Pada 2019, konstituen Indeks Kompas100 ini membukukan laba bersih periode berjalan senilai US$ 57,40 juta. Realisasi ini turun 5,14% dibandingkan dengan laba bersih periode berjalan tahun sebelumnya yang mencapai US$ 60,51 juta.
Dari sisi top line, pendapatan emiten nikel ini naik tipis 1% menjadi US$ 782,01 juta dari pendapatan tahun lalu yakni US$ 776,9 juta. Tahun ini, Adi mengatakan pendapatan dan laba INCO bergantung pada banyak faktor, salah satunya harga pasar komoditas dunia untuk nikel dan bahan bakar minyak serta batubara.
Baca Juga: Kinerja tumbuh moderat, simak rekomendasi analis untuk saham Vale Indonesia (INCO)
INCO akan fokus pada sisi produksi dan manajemen biaya produksi melalui beberapa program konversi energi dan penghematan biaya. Salah satu ikhtiar yang telah dilakukan adalah penggunaan listrik tenaga air melalui tiga bendungan yang dimiliki saat ini.

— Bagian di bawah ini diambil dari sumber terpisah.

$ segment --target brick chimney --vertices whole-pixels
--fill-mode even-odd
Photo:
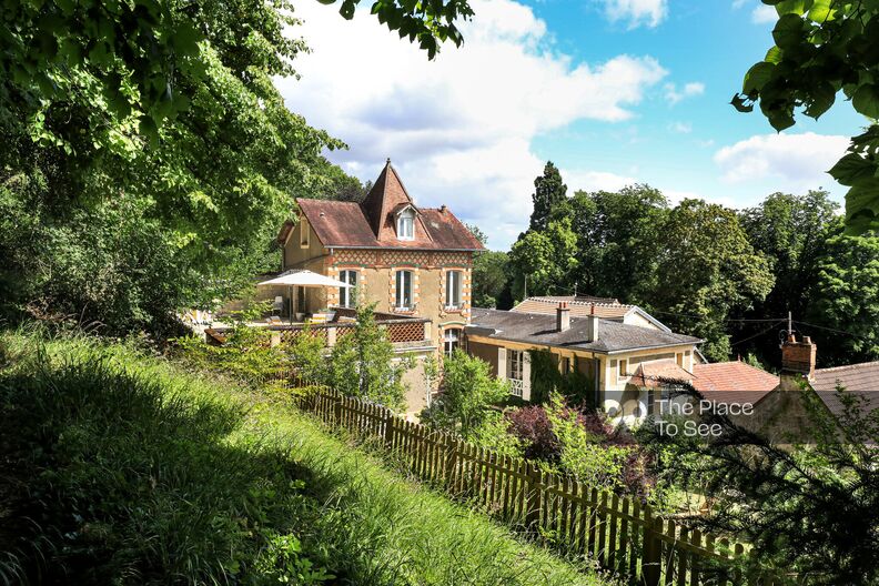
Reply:
[[[598,317],[595,315],[595,303],[592,304],[592,309],[589,310],[589,326],[586,333],[589,336],[589,342],[598,340]]]
[[[797,341],[795,334],[788,335],[781,344],[781,383],[796,382],[800,376],[811,381],[815,378],[815,357],[818,346],[812,344],[809,336]],[[799,387],[799,385],[796,385]],[[792,387],[791,387],[792,388]]]
[[[558,302],[558,307],[556,307],[556,332],[564,332],[570,327],[570,309],[567,306],[567,302],[560,301]]]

"Kami juga melakukan studi lebih dalam untuk penggunaan renewable energy lebih jauh untuk operasi kami ke depan. Namun belum dapat membagikan hasil study tersebut lebih detail saat ini sampai ada kepastian untuk dapat diimplementasikan nanti di operasi kami," sambung dia.
Kinerja yang stagnan
Analis Samuel Sekuritas Indonesia Dessy Lapagu menilai, kinerja INCO sepanjang 2019 memang cukup stagnan bila dibandingkan dengan kinerja sepanjang 2018. Namun, secara kuartalan, kinerja INCO naik signifikan.
Pada kuartal IV-2019, INCO membukukan pendapatan sebesar US$ 275,5 juta atau naik 28,6% secara kuartalan. Sementara itu, laba bersih INCO melesat 117,15% menjadi US$ 57,24 juta.
Sementara itu, analis Danareksa Sekuritas Stefanus Darmagiri mengatakan, pelemahan harga nikel baru-baru ini didukung oleh lemahnya permintaan dari sektor industri stainless-steel diproyeksikan akan memengaruhi pendapatan INCO pada semester I-2020.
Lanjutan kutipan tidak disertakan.